It's time to choose April's Project of the Month. The project that receives the most votes for Project of the Month will receive a consultation from our Project of the Month partner, Tribeca Film Institute! Voting will be open until Friday, May 2nd at 5pm EST.

"Stones We Throw"

Elevator Pitch: Think Lena Dunham meets Jerry Seinfeld meets awkward family life that keeps evolving. Our film showcases a lot of unique voices that are often not represented in our media such as mental illness, LGBTQA rights, women's rights and alternative family structures.
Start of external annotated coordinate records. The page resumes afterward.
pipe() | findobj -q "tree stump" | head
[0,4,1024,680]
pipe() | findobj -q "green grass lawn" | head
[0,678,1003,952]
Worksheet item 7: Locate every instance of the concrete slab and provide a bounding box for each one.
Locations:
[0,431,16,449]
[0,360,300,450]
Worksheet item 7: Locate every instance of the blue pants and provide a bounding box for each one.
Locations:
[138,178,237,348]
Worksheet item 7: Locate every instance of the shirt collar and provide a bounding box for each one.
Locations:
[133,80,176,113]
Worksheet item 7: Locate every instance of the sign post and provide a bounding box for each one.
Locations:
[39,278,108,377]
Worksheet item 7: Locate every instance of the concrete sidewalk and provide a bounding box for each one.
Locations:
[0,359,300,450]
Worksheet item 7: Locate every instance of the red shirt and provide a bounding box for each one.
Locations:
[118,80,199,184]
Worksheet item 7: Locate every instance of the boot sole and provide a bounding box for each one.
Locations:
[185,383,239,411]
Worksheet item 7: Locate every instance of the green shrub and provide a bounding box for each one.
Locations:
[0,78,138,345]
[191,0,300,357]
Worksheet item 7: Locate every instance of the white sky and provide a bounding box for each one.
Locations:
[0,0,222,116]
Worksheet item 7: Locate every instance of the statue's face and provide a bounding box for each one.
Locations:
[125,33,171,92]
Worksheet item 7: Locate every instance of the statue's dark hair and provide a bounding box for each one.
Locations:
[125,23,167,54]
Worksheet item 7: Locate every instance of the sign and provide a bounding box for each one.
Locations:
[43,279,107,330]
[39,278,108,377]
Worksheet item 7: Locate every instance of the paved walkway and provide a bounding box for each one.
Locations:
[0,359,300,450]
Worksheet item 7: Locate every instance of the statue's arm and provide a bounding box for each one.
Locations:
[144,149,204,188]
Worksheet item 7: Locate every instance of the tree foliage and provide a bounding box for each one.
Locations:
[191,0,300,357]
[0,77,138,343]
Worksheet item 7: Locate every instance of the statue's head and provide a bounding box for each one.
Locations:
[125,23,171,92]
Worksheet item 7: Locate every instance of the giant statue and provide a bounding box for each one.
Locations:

It follows the story of a female comedian who is struggling with her identity and her long distanced relationship while she attends college and is a coming of age tale that will hopefully leave you feeling either inspired or really uncomfortable...we hope both.

"The Big Spoon"

Elevator Pitch: Have you ever been in a relationship where you're comfortable, and nothing's WRONG, per se, but you wake up one day and think, "what the fuck am I doing with this person who I know I don't want to be with forever?" but then drag ass getting out of it because, maybe it's better than being alone after all? The Big Spoon is a modern (un)romantic comedy about that; think classic Woody Allen sensibilities mixed with Broad City-esque shenanigans and you've got our movie.

"Peter and John"

Elevator Pitch: Peter and John is written and directed by veteran filmmaker Jay Craven and stars Jacqueline Bisset and Christian Coulson. In the wake of the Civil War and the collapse of the whaling industry, Nantucket is in ruins. The Roland family is tested when one son receives a mysterious inheritance. Meanwhile, a strange woman arrives on the island, bringing with her a secret that threatens to destroy Peter’s reputation. An ambitious collaboration between Marlboro College and Kingdom County Productions, Peter and John provides film students the opportunity to work in important roles alongside experienced professionals.

"Return to Timbuktu"

Elevator Pitch: “The armed militants sent death threats to local musicians; many were forced into exile. Live music venues were shut down, and militants set fire to guitars and drumkits.” New York Times. And just like that, the very birth place of modern rhythm and blues suddenly became silent. Manny Ansar, director of the world-famous Music Festival in the Desert, narrowly escaped Timbuktu. Nearly one million Malians remain displaced. So Manny decided to lead a procession of traveling musicians from refugee camps back to their homes in Timbuktu, for a concert that will mark the beginning of a new era in Mali.